Distinguished Engineer - Rack System Software

at Nvidia
USD 308,000-471,500 per year
SENIOR
✅ On-site

SCRAPED

Used Tools & Technologies

Not specified

Required Skills & Competences ?

Security @ 4 Communication @ 4 Networking @ 4 System Architecture @ 4

Details

NVIDIA is seeking a highly motivated technical architect to drive roadmap and innovation in rack system software architecture across firmware, kernel drivers, operating systems, fabrics, user-mode drivers and manageability software. The role focuses on NVIDIA's data center platform & node designs from single-node HGX/DGX systems to large multi-node NVLink domain rack architectures and requires close collaboration with component leads, partners, vendors and hyperscale/cloud service providers.

Responsibilities

  • Drive the software architecture for NVIDIA's HGX, DGX and multi-node NVLink platforms in a cross-functional environment.
  • Work directly with major customers to understand requirements and align customer roadmaps with NVIDIA's roadmap.
  • Collaborate with business partners and vendors to shape their products to meet NVIDIA's needs.
  • Develop a roadmap of new technologies and protocols; drive their design and adoption.
  • Mentor architects and engineering teams and grow them into future leaders.
  • Make key technical decisions under ambiguity and mitigate execution risks by applying shift-left strategies to accelerate time to market.

Requirements

  • BS or MS degree in Computer Engineering, Computer Science, or related degree, or equivalent experience.
  • 16+ years of experience in system architecture and design.
  • Deep experience designing architectures for scalable and performant server systems, particularly at the software/hardware interface.
  • Prior experience working with complex system software for accelerators such as GPUs, DPUs, or FPGAs.
  • Expertise in out-of-band and in-band management architectures.
  • Knowledge of device management protocols such as MCTP, PLDM and RDE.
  • Knowledge of system management protocols such as Redfish and IPMI.
  • Experience working with platform security experts to define tradeoffs between security and ease of use.
  • Demonstrable experience implementing shift-left strategies to de-risk program execution.
  • Excellent written and verbal communication skills; demonstrated ability to work with customers and partners.

Ways to stand out

  • Knowledge of cloud and cluster-level deployment and management systems.
  • Participation and contributions in standards bodies such as OCP and DMTF.
  • Familiarity with CXL, UCIE and other chip-to-chip (C2C) technology architectures.
  • Knowledge in storage and networking technologies.
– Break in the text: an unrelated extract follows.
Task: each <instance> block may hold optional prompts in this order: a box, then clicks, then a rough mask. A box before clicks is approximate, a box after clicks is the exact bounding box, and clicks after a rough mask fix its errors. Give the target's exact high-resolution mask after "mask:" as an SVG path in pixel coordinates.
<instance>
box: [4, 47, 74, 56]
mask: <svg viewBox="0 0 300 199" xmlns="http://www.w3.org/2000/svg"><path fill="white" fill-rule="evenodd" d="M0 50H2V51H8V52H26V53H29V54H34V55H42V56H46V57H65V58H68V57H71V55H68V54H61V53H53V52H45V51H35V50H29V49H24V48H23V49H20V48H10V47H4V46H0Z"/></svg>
Technologies and platforms referenced

  • NVIDIA GPUs, NVIDIA NVLink, NVIDIA InfiniBand networking, NVIDIA Grace CPUs
  • HGX, DGX and multi-node NVLink platforms
  • Device and system management protocols: MCTP, PLDM, RDE, Redfish, IPMI
  • Accelerators: GPUs, DPUs, FPGAs
  • Interconnects and emerging C2C technologies: CXL, UCIE
  • Standards and ecosystem: OCP, DMTF

Compensation & Benefits

  • Base salary range: 308,000 USD - 471,500 USD (final base salary determined by location, experience, and pay of employees in similar positions).
  • Eligible for equity and additional benefits (see NVIDIA benefits page).

Additional information

  • Applications accepted at least until August 13, 2025.
  • NVIDIA is an equal opportunity employer and committed to fostering a diverse work environment.